AI inspired healthcare is aiming at providing better care. From examining different computerized algorithms to matching behavior of complex medical data, the end objective is to optimize clinical procedures and clinical outcomes.
Lets check the stats of growth of AI in current healthcare space. AI in healthcare is growing with a CAGR of 14% and is expected to be a market of $35B by 2025. Revenue!! Profit!! Growth!! is what each business seeks whether a startup or an established enterprise. Here are some of the potential areas of growth you can leverage from based on our analysis of market in 2018 are:-
1. Radiology Image Analysis: Currently, image analysis is very time consuming for human providers, with use of machine-learning algorithm you can analyze 3D scans upto 90-95% faster then manual. Additionally, AI image analysis can support remote areas that don’t have easy access to healthcare providers and make tele-medicine more effective as patients can use their camera phones to send in pics of rashes, bruises to determine what care is required. Google has launched new eye detection ML algorithm analyzing scans of the back of a patient’s eye to assess a person’s risk of heart disease using machine learning.

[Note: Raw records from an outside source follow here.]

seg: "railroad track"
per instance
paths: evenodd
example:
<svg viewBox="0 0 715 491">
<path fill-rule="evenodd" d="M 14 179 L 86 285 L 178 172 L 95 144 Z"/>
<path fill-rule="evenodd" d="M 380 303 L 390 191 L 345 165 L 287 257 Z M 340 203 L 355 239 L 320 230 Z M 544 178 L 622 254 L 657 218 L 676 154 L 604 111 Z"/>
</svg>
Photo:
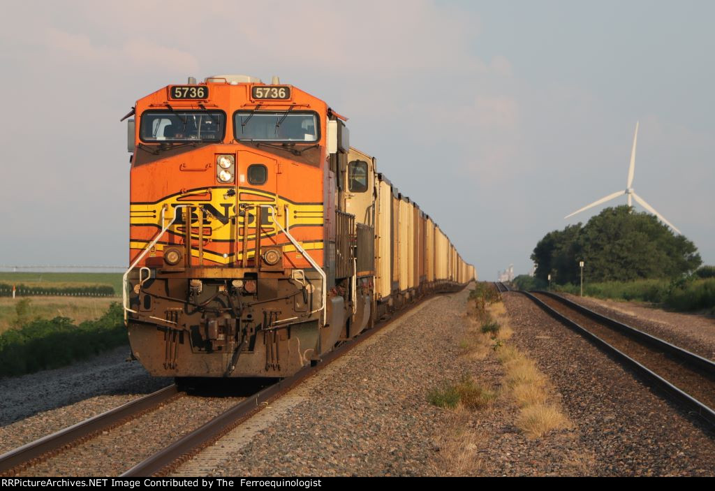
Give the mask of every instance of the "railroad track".
<svg viewBox="0 0 715 491">
<path fill-rule="evenodd" d="M 29 466 L 76 447 L 103 431 L 137 418 L 180 395 L 176 384 L 88 418 L 0 455 L 0 475 L 15 475 Z"/>
<path fill-rule="evenodd" d="M 434 295 L 428 298 L 433 297 Z M 134 466 L 122 476 L 139 477 L 168 474 L 203 448 L 212 445 L 227 432 L 267 407 L 269 402 L 280 397 L 317 371 L 325 368 L 330 362 L 344 355 L 358 344 L 378 332 L 388 324 L 398 320 L 426 299 L 428 298 L 423 299 L 411 308 L 400 311 L 393 317 L 378 324 L 374 328 L 344 343 L 323 357 L 321 362 L 315 367 L 305 367 L 292 377 L 279 380 L 272 385 L 245 398 L 199 428 L 184 435 L 169 446 Z M 166 405 L 174 398 L 184 395 L 186 395 L 186 392 L 174 384 L 11 450 L 0 455 L 0 476 L 16 475 L 37 464 L 89 441 L 102 432 L 135 420 Z"/>
<path fill-rule="evenodd" d="M 522 293 L 715 425 L 715 362 L 560 295 Z"/>
<path fill-rule="evenodd" d="M 440 294 L 423 298 L 411 307 L 403 309 L 393 317 L 376 324 L 372 329 L 363 332 L 357 337 L 331 351 L 324 356 L 317 364 L 305 367 L 295 375 L 282 379 L 274 385 L 266 387 L 254 396 L 248 397 L 245 401 L 236 405 L 201 427 L 174 442 L 169 447 L 135 465 L 121 477 L 164 476 L 169 474 L 202 450 L 213 444 L 224 435 L 250 419 L 255 413 L 267 407 L 272 401 L 289 392 L 319 370 L 327 367 L 331 362 L 345 355 L 359 344 L 379 332 L 383 328 L 397 321 L 402 316 L 437 294 Z"/>
</svg>

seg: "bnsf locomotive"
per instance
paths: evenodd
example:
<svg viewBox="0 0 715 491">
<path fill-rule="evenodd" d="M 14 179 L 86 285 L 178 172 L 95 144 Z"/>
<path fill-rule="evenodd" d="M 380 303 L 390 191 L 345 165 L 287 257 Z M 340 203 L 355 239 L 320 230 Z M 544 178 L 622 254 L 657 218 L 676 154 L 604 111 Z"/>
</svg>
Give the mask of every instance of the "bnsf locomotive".
<svg viewBox="0 0 715 491">
<path fill-rule="evenodd" d="M 153 375 L 286 377 L 475 277 L 350 147 L 346 119 L 297 87 L 189 79 L 124 119 L 124 308 L 133 355 Z"/>
</svg>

2. Virtual nursing assistants: Uniquely manages high volume patient engagement, like a digital nurse to help people monitor patient’s condition and follow up with treatments, between doctor visits. Care Angel’s virtual nurse assistant can even provide wellness checks through voice and AI. Based on the inputs, further commands to be sent to doctor or a doctor connect is required.
3. Clinical Trials: Finding an eligible patient for clinical trials is always very tedious and cumbersome process for research organizations because it takes days to find out whether the patient is eligible for trials or not but with the help of AI you can easily reduce the trials time by almost half, improving trial quality. AI is finding bio-markers and gene signatures that cause diseases, recruiting eligible clinical trial patients in minutes, reading volumes of text in seconds.

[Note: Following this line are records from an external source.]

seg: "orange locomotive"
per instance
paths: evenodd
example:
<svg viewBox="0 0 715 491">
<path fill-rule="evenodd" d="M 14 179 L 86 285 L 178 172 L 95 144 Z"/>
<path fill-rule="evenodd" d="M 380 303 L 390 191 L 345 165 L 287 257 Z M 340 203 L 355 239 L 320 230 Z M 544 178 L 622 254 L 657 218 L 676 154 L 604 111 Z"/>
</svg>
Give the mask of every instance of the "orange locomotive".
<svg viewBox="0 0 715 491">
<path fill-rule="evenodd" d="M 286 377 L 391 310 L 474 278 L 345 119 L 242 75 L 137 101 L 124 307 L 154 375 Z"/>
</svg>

4. Dosage Errors: With the help of AI by defining algorithms on extensive data available, you can determine the correct dosage to be suggested to patients which improvises the overall process by 30-40%. This is very effective for patients taking immuno suppressant drugs to administer to organ patients
5. Health Monitoring : Wearable health trackers – like FitBit, Apple, Garmin – monitors heart rate and activity levels. With AI, there will be alerts to the user to get more exercise and can share this information to doctors for additional data points on the needs and habits of patients.
6. AI assisted Robotic Surgery: With AI techniques, you can analyze data from pre-op medical records to physically guide the surgeon’s instrument in real-time during a procedure. Eventually which can reduction by 21% in patients’ length of stay in the hospital following surgery.
7. Healthcare Fraud Detection: Predictive analytics identifies patterns that are potentially fraudulent and then develops sets of “rules” to “flag” certain claims. Generally, healthcare frauds are not obvious and thus difficult to detect. The “intelligence” in the system learns from these new rules and continually becomes more sophisticated in identifying, even more, fraud potentials.
Technology turn advantageous when implemented with adequate R&D in the niche you are operating in. This is what we are doing and advice the same, “Probing towards smartHealth.”